As has been mentioned throughout this document, it is essential to compare your forecast to the historical production of the field if it is already on production and appropriate analogues if it is not in production. This should include plateau length and production rates as well as individual well rates, decline, response to injection and recovery factors. If your field is already on production it is still useful to make a comparison of this production and the forecasts from developed models against more mature analogous fields. The use of analogues is discussed in more detail in production forecasting analog methods.
The purpose of an audit trail is to clearly state the assumptions and decisions underpinning the forecast so that it can be understood and replicated if necessary. Unfortunately, historically this has not always been done which prevents lessons being learned and improvements identified and implemented. Documentation is discussed in more detail in Documentation and reporting in production forecasting.
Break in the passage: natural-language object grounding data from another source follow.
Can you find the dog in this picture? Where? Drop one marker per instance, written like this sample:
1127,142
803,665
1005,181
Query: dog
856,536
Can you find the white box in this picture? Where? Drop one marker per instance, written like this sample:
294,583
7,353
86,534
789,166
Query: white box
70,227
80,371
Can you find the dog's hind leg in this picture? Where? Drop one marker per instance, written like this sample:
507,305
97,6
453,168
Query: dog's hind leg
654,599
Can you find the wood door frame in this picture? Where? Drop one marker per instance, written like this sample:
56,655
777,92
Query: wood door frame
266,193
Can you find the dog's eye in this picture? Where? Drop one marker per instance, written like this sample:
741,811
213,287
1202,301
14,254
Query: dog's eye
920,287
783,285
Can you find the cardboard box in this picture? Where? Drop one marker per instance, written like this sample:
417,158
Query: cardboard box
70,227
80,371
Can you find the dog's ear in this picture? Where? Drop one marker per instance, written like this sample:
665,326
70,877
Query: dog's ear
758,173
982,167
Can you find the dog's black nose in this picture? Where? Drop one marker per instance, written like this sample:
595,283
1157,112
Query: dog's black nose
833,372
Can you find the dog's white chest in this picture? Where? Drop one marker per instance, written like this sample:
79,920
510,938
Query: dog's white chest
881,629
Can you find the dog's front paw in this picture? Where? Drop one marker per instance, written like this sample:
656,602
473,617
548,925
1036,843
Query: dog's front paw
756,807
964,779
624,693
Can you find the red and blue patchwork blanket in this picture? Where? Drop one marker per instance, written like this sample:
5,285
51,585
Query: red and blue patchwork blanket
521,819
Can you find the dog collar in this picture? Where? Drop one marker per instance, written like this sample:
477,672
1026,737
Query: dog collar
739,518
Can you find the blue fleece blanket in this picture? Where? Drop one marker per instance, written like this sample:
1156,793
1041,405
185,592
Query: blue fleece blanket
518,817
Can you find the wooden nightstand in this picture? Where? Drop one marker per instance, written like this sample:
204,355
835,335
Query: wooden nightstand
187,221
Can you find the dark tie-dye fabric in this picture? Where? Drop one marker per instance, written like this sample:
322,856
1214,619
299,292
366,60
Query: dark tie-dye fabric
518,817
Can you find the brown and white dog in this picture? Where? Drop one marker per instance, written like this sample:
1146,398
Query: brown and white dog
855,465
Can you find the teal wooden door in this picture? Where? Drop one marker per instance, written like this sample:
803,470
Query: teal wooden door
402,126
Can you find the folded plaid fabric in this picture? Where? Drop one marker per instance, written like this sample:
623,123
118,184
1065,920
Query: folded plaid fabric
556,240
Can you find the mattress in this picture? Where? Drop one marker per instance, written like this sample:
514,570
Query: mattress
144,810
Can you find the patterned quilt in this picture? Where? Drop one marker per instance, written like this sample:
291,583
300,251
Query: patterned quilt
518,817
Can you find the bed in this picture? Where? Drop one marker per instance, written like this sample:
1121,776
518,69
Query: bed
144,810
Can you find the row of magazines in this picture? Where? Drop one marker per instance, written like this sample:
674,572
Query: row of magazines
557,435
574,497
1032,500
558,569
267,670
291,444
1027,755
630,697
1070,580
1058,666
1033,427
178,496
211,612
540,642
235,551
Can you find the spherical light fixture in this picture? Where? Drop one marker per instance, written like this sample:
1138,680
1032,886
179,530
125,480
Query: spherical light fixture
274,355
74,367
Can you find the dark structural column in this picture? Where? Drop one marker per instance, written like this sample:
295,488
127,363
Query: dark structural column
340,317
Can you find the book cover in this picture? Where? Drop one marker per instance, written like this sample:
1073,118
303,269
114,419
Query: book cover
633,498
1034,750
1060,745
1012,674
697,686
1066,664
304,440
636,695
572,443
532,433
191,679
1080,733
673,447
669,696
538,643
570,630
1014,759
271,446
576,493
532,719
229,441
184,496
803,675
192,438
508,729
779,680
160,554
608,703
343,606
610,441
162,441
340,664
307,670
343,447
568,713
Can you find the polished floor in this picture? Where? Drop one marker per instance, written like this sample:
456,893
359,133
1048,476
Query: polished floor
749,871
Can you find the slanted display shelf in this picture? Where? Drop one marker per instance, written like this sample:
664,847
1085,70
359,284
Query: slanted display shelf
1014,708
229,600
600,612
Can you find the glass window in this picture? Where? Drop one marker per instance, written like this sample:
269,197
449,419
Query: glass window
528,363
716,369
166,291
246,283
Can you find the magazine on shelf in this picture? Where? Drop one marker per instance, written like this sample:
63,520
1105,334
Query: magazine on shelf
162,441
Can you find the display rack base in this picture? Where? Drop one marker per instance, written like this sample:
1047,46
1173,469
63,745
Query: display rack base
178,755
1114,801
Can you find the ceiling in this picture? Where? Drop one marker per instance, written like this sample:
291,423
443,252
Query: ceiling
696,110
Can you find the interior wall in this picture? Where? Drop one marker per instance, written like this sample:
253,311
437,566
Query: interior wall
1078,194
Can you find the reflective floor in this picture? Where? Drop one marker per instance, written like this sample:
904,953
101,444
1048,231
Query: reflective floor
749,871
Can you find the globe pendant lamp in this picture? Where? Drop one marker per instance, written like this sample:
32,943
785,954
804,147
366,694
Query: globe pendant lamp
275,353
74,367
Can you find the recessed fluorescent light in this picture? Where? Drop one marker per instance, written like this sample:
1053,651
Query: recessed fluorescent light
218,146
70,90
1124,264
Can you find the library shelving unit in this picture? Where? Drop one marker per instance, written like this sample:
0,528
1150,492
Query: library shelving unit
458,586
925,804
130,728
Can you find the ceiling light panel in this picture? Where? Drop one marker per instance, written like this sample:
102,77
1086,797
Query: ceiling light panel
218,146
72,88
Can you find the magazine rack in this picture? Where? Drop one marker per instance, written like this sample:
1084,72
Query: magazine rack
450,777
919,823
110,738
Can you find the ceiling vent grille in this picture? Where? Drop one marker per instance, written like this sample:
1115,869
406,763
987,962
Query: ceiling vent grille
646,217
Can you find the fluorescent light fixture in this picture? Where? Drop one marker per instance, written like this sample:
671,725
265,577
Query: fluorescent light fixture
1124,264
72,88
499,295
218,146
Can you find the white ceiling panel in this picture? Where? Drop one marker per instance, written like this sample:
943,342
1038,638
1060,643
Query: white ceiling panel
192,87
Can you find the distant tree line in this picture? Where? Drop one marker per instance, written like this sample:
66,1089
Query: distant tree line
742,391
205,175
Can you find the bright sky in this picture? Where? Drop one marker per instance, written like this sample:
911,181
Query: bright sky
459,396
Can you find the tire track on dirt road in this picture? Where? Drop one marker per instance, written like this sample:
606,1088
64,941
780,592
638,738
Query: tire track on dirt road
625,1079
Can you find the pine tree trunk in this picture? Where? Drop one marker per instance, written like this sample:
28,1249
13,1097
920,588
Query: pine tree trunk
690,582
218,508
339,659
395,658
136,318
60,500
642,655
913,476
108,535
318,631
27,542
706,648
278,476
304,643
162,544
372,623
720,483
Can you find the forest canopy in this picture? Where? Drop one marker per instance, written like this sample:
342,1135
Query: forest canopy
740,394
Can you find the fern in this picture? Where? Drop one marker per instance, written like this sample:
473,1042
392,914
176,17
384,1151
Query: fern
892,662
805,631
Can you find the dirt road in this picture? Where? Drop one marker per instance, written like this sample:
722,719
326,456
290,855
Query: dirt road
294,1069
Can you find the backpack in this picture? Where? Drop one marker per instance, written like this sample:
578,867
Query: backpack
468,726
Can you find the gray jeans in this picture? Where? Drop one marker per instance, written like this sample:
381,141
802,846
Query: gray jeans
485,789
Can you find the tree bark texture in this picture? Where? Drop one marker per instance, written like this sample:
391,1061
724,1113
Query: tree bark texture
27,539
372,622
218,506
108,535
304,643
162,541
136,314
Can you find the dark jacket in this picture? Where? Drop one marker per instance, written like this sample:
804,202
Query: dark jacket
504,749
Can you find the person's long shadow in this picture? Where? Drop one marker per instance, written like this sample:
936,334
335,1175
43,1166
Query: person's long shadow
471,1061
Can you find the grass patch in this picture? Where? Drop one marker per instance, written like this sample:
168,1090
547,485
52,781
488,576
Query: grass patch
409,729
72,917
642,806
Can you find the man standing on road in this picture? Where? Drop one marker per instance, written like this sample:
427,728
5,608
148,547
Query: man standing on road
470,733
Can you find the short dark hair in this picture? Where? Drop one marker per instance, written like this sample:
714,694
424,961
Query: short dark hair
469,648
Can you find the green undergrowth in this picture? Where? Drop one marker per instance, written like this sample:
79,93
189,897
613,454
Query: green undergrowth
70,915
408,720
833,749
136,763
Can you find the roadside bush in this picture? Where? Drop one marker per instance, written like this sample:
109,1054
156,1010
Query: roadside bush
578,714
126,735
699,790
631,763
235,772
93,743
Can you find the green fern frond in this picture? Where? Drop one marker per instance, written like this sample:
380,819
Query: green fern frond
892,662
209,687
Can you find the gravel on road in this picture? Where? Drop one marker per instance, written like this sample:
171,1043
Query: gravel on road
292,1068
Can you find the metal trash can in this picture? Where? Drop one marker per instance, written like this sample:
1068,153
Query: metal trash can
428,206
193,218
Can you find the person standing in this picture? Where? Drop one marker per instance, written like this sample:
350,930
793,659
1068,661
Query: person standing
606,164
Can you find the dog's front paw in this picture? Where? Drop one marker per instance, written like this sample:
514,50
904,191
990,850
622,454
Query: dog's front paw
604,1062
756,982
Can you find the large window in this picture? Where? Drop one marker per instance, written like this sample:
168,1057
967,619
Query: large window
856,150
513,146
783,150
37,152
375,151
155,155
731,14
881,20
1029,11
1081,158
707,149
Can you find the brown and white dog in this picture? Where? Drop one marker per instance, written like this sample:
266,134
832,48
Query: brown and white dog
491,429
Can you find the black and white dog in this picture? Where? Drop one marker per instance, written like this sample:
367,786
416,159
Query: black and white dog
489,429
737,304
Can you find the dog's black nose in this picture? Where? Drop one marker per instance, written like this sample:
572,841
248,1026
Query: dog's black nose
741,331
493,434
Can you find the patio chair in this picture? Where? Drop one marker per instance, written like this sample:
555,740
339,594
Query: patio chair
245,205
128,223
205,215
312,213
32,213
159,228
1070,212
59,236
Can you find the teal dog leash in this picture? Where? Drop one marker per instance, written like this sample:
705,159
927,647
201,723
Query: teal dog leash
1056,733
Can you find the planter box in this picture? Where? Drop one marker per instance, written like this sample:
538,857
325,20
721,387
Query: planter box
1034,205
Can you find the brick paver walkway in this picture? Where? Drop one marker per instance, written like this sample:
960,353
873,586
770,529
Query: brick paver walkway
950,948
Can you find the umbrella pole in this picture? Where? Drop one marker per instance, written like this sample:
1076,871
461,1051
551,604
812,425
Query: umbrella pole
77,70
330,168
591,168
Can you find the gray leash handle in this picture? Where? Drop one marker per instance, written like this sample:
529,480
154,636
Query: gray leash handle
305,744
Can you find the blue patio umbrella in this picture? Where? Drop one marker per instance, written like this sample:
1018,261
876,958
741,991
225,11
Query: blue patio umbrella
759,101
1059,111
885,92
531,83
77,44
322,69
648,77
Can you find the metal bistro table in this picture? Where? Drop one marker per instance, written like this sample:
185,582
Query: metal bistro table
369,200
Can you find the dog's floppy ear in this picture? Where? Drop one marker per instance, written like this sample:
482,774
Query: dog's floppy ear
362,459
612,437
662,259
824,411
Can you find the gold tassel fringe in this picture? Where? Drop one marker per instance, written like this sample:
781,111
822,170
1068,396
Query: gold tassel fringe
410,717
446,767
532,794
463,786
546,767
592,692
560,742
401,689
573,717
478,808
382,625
Look backs and forecast verification
Key to an effective improvement process is documentation of forecast cases to a level sufficient to understand the assumptions and replicate the results, regular comparison and reconciliation of actual results against predictions and a determination of the root causes of variances to determine process improvements. These improvements must be implemented so that subsequent forecasts improve. Look backs and forecast verification shares industry look back data, highlights some significant causes of poor forecasting and provides advice on implementing a successful look back process. Appendix C gives more detail on Forecasting Diagnostics workflows that can be applied as part of this process.